I'm currently reading Rotman's An Introduction to Homological Algebra (2nd edition), and on page 188 in the proof of Theorem 4.66 (Every left Artinian ring is semiperfect), I ran across the claim:
If $R$ is left Artinian, and $J(R)$ is the Jacobson radical of $R$, then $R/J(R)$ is left semisimple.
Now, it's quite possible that I've run across this claim earlier in the text accompanied by a citation likely of either Lam's A First Course in Noncommutative Rings or Rotman's own Advanced Modern Algebra (the books Rotman usually cites for algebra facts), but there is no citation for the fact at this point in the text.
However, I don't have a copy of either of these books, so I decided to try to reconstruct a proof.
It suffices to prove that if $R$ is left Artinian and semiprimitive ($J(R)=0$), then it is left semisimple.
Attempted proof:
Consider the set of finite intersections of maximal left ideals. Since $R$ is left Artinian, this collection has a minimal element, $I=M_1\cap \cdots \cap M_n$. Then $I=J(R)=0$, since if $m\in I$ with $m\ne 0$, then since the intersection of all maximal ideals is $J(R)=0$, there is a maximal ideal $M_0$ with $m\not\in M_0$, so $I\cap M_0 \subsetneq I$, contradicting the minimality of $I$.
Thus let $M_1,\ldots,M_n$ be maximal left ideals such that $M_1\cap M_2\cap\cdots \cap M_n=0$.
Now consider the map $$\phi : R\to \bigoplus_{i=1}^n R/M_i$$
defined by $r\mapsto (r+M_i)$.
The kernel of this map is $\bigcap_{i=1}^n M_i=0$, so this map is injective. Hence, we have realized $R$ as a submodule of the semisimple module $\bigoplus_{i=1}^n R/M_i$.

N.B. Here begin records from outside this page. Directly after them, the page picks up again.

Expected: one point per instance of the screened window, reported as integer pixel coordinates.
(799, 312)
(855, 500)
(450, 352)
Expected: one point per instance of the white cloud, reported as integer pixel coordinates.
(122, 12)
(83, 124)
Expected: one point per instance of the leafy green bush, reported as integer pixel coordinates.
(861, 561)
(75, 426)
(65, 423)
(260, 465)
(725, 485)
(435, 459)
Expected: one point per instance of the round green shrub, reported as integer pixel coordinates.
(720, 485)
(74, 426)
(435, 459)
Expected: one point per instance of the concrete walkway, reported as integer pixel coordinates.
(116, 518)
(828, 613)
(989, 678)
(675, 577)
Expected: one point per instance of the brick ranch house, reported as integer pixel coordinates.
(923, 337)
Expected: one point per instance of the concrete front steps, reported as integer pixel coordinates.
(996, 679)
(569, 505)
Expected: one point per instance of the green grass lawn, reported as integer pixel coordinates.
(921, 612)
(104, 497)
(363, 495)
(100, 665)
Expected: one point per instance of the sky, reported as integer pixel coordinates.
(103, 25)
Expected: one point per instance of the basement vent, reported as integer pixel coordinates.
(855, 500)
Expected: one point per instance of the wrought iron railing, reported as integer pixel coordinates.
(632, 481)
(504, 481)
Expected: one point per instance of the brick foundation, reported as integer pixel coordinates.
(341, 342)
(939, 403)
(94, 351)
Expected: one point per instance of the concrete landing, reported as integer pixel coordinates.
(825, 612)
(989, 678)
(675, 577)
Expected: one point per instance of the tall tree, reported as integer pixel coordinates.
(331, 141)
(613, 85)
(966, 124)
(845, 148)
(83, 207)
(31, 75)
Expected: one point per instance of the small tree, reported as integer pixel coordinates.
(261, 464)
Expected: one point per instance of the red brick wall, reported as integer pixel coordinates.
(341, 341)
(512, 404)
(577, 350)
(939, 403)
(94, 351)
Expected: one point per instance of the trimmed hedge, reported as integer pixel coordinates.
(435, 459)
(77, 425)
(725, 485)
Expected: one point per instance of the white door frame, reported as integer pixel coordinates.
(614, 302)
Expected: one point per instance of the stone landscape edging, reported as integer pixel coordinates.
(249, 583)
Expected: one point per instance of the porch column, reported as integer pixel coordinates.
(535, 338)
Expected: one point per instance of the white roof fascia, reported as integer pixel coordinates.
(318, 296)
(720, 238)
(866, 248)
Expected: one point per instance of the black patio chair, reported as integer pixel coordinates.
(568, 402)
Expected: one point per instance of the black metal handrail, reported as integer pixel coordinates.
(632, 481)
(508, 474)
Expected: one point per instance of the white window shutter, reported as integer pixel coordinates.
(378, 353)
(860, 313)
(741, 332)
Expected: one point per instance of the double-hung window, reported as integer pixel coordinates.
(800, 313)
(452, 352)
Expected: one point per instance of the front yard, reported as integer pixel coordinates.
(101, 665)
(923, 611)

Thus we have realized $R$ as a submodule of a semisimple (left) $R$-module, so $R$ is left semisimple itself (Corollary 4.2 in Rotman Hom. Alg.). $\blacksquare$
Questions
- Is this proof correct or am I missing something?
-
My first thought was to take $R\to \prod_M R/M$ with $M$ running over all maximal left ideals, and I hoped that the image of $R$ would end up in the direct sum, but I realized that I couldn't guarantee that this was going to be the case unless there were finitely many maximal ideals. In the commutative case it's not hard to see immediately that an Artinian ring has finitely many maximal ideals, since we have the lemma
If $Q \supseteq \bigcap_{i=1}^n P_i$, then $Q\supseteq P_i$ for some $i$. (Proof: Otherwise take $p_i\in P_i\setminus Q$ and consider $\prod_i p_i$.)
The contrapositive of this says that if there were infinitely many maximal ideals, their successive finite intersections wouldn't stabilize.
Is there a similar argument to prove that there are only finitely many maximal ideals in the noncommutative case? Naturally, this follows from semisimplicity, but I was wondering if there's a way to see this a priori.
Note: I wrote the bulk of this yesterday, before finding a copy of Advanced Modern Algebra online. It does in fact contain a (different) proof of this proposition. (Theorem 8.45 in the second edition) Since the proof is different, question (1) remains valid, and I'm still curious about question (2).
Edit note: I am editing the writing at several points to make my thoughts, intentions and argument more clear, following the advice of rschweib's answer. This note is for future readers who may therefore be puzzled by the parts of rschweib's answer commenting on certain things in the question that were poorly expressed.
Best Answer
The proof is correct, although it would be preferable to explain why the zero ideal is a finite intersection of maximal right ideals a little more carefully. It is true that in an artinian poset of one sided ideals, a collection intersecting to zero must have a finite subset intersecting to zero, but it is not really done justice by saying “the set had a minimal element which is obviously (read “necessarily”) zero.”
Well, you can make that sum and it will be direct, nothing prevents you from doing so. But yes, the map you want to do (sending $r$ to its image in the quotient) doesn’t work. You would necessarily be working in $\prod_M R/M$ instead. Reducing it to a finite product makes it equivalent to a direct sum, and that was a very important reduction.
Yes, the same argument (with noncommutative prime ideals) works. If a prime ideal contains a finite intersection of prime ideals, it necessarily contains their product, whence it contains at least one of the terms the product.